One advantage conferred by waterjet across industries is the way it carries along, or entrains, the remnants of its cutting—be it wood fibers in pulp and paper or metal burrs. That means an exceptionally clean surface is left following the cutting.
Clean cuts in the surgical theater are welcomed by everyone—faster recovery time and less damage to surrounding tissues. The surgical area provides a good example of the way many technologies converge because surgeons want the optimal approach. Ultrasonic (harmonic) cutters have been embraced for cutting bone, for instance.
Thus, in medicine, as well as heavy and advanced technology industries, the what-works-best approach puts waterjet in the mix with ion beam, laser, ultrasonic, and traditional cutting and sculpting methods.
Computer guided waterjet enables exceptional shape cutting options. And it yields results, or pieces, that have very refined edges. Uniformity of parts and reliable dimensions of parts are the foundation of durable products.
The marrying of robotics and waterjetting has been a boon across industries. In an old paper (1995) about the significance of a hands-off approach to coating removal in the aerospace industry, Burgess, Cosby and Hopper wrote about the way solid rocket boosters were refurbished for subsequent use (https://ntrs.nasa.gov/citations/19950025358).
The thermal protection system (TPS) on the boosters—the coating that protects them in ascent and descent—had to be ablated, or removed, gently. Burgess, Cosby, and Hopper were involved in research to determine whether
waterjet degreasing and paint stripping could be used instead of vapor degreasing, which contributes many ozone-depleting chemicals.
Waterjet was first applied manually by personnel wearing protective suits and using high pressure waterjet wands. The cited authors described that process this way: “The results were acceptable, but it was a very tiresome, tedious, and personally hazardous task.” Coupling robotics and waterjets made all the difference by making the process feasible.

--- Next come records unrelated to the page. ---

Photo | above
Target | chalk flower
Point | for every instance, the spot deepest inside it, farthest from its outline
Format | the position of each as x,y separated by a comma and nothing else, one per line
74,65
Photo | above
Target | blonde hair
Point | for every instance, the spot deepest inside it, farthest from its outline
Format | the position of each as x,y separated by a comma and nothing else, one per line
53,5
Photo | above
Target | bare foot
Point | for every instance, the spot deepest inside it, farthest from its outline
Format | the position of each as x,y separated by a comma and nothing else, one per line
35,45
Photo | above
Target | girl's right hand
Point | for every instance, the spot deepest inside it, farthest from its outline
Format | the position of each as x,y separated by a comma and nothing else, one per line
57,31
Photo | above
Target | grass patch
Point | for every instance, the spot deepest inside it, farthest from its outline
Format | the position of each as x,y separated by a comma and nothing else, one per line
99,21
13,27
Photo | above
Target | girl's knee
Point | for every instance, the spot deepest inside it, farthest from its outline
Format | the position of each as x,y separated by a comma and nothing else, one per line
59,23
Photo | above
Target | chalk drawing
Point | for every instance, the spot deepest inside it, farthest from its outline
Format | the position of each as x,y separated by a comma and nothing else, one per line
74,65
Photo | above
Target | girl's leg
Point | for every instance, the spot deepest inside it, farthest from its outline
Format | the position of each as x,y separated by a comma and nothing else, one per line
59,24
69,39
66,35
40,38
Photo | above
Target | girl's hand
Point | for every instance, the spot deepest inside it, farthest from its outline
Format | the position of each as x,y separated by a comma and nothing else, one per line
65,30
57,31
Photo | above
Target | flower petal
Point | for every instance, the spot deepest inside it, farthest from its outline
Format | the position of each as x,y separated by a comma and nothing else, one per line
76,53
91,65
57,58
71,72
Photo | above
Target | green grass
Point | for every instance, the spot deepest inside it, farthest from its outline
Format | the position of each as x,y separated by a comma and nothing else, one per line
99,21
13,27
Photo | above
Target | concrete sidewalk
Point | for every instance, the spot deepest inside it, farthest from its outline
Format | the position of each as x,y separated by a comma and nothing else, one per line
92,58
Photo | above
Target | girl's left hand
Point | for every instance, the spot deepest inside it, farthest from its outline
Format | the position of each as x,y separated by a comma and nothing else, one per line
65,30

There have been developments in all directions since then. Companies have spun from the NASA investment in technology to develop systems such as self-propelled robotic systems to deliver high pressures to challenging surfaces on ships as well as barges and drydocks.
Scissors, knives, and saw blades are not sitting in storage. But waterjet continues to invade niches. To textile cutting, add diapers and feminine hygiene products.
Systems for cutting in more than two dimensions also continue to multiply. Some of the 3D systems gain more power by using abrasives to augment high pressure; some do not.
Because waterjet technologies are assessed as friendly to the environment—using a minimum of water and often supplanting chemicals—they accomplish much in addition to the reduction of tedium and the reduction of hazards. And they “accomplish” with exceptional results.